Pada Sebuah Cerita

                Pacar anak Ibu adalah seorang seniman. Saya. Entah seniman yang akhirnya jadi penyair entah penyair yang tiba-tiba diberi amanah menjadi seniman. Mungkin dua-duanya boleh. Saya seniman dan penyair. Penyair bukan penyiar. Kalau salah ketik, bisa runyam. Bisa-bisa saya sudah berubah jadi juru omong sekarang.
                Saya punya banyak dunia. Bukan hanya dunia nyata, dunia mimpi, dan dunia nyata. Setiap saya membikin sebuah cerita, maka itu akan menjadi dunia pula. Sayangnya, dalam dunia yang ini, saya sering menyeret-nyeret anak Ibu untuk ada di dalamnya.
                Jika manusia mampu masuk ke dalam dunia cerita, bisa saya jamin, anak Ibu akan jarang ada di rumah. Saya memakai nama anak Ibu untuk menamai tokoh dalam cerita. Saya mohon maaf kalau kelak anak Ibu menjadi terkenal. Ya itu ulah saya juga, barangkali, kalau terkenalnya lewat kata pengantar buku.

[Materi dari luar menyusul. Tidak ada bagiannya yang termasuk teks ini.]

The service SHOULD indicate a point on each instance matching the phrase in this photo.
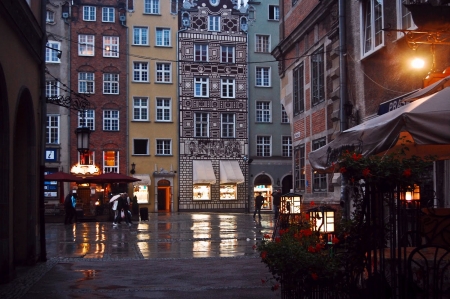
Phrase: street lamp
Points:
(83, 134)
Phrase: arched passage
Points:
(24, 182)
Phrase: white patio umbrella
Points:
(423, 126)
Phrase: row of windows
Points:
(319, 183)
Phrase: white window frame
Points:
(52, 88)
(51, 55)
(52, 129)
(86, 82)
(110, 46)
(163, 147)
(203, 84)
(163, 72)
(147, 150)
(214, 23)
(202, 50)
(163, 110)
(111, 120)
(86, 118)
(152, 7)
(227, 53)
(262, 44)
(110, 83)
(369, 30)
(286, 146)
(201, 124)
(141, 70)
(227, 88)
(86, 45)
(108, 14)
(140, 109)
(263, 78)
(263, 146)
(89, 13)
(162, 37)
(263, 111)
(111, 168)
(275, 14)
(140, 36)
(227, 126)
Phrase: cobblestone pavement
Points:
(176, 255)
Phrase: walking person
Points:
(259, 200)
(276, 203)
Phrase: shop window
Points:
(228, 192)
(202, 192)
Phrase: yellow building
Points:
(153, 129)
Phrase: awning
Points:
(203, 173)
(144, 179)
(230, 172)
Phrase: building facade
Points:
(98, 73)
(213, 106)
(270, 149)
(153, 114)
(22, 127)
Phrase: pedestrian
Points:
(69, 207)
(276, 202)
(259, 200)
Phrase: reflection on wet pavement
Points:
(176, 235)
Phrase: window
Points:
(110, 46)
(163, 37)
(213, 23)
(140, 147)
(108, 14)
(227, 54)
(164, 147)
(227, 86)
(140, 71)
(52, 88)
(201, 124)
(262, 43)
(88, 13)
(86, 158)
(319, 179)
(298, 89)
(52, 129)
(86, 44)
(284, 116)
(86, 118)
(163, 72)
(110, 161)
(111, 120)
(151, 6)
(263, 76)
(274, 12)
(262, 112)
(286, 146)
(263, 146)
(86, 82)
(163, 110)
(50, 17)
(201, 52)
(201, 87)
(228, 125)
(318, 77)
(140, 36)
(111, 83)
(372, 14)
(140, 109)
(299, 168)
(52, 51)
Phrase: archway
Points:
(25, 182)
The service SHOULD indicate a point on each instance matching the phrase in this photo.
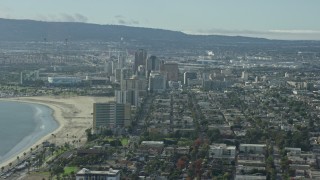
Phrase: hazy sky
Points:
(277, 19)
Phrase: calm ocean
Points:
(21, 125)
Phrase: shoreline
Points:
(73, 115)
(42, 128)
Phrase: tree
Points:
(57, 170)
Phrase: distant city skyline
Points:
(285, 19)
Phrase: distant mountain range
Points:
(30, 30)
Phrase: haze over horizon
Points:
(287, 19)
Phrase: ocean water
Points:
(21, 125)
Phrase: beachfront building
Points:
(111, 115)
(85, 174)
(63, 80)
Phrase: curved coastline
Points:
(73, 114)
(36, 137)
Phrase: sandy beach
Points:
(74, 115)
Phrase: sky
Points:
(273, 19)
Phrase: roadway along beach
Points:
(74, 115)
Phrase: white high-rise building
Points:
(157, 82)
(244, 75)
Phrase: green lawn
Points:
(124, 141)
(69, 169)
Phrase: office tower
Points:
(121, 59)
(153, 64)
(134, 83)
(157, 82)
(244, 75)
(172, 71)
(108, 68)
(111, 115)
(126, 73)
(127, 97)
(187, 76)
(140, 58)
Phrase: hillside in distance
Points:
(30, 30)
(156, 39)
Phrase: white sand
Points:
(74, 115)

                Karena sebabnya begini, Ibu. Saya tidak semata-mata menggunakan nama ia karena saya suka ia, atau saking sukanya jadi menulis segalanya berbau dirinya. Ah, tidak. Saya hanya ingin tunjukkan dunia yang berbeda padanya. Bisa ia berpetualang dalam sebuah cerita? Bisa ia berubah menjadi tokoh utama selain dalam hidupnya sendiri? Lagipula, anak Ibu memang sebuah inspirasi, sedang saya adalah sebuah konspirasi—dengan pikiran saya.

                Terima kasih, Ibu, telah mendidik dirinya. Barangkali saya dapat menjelma menjadi kisah, atau lagu, atau nama dalam selipan-selipan yang kemudian jadi abu. Barangkali. Tapi, biarlah, saat ini, saya menyukai anak Ibu dengan cara seorang seniman yang akhirnya jadi penyair entah penyair yang tiba-tiba dapat mandat jadi seniman.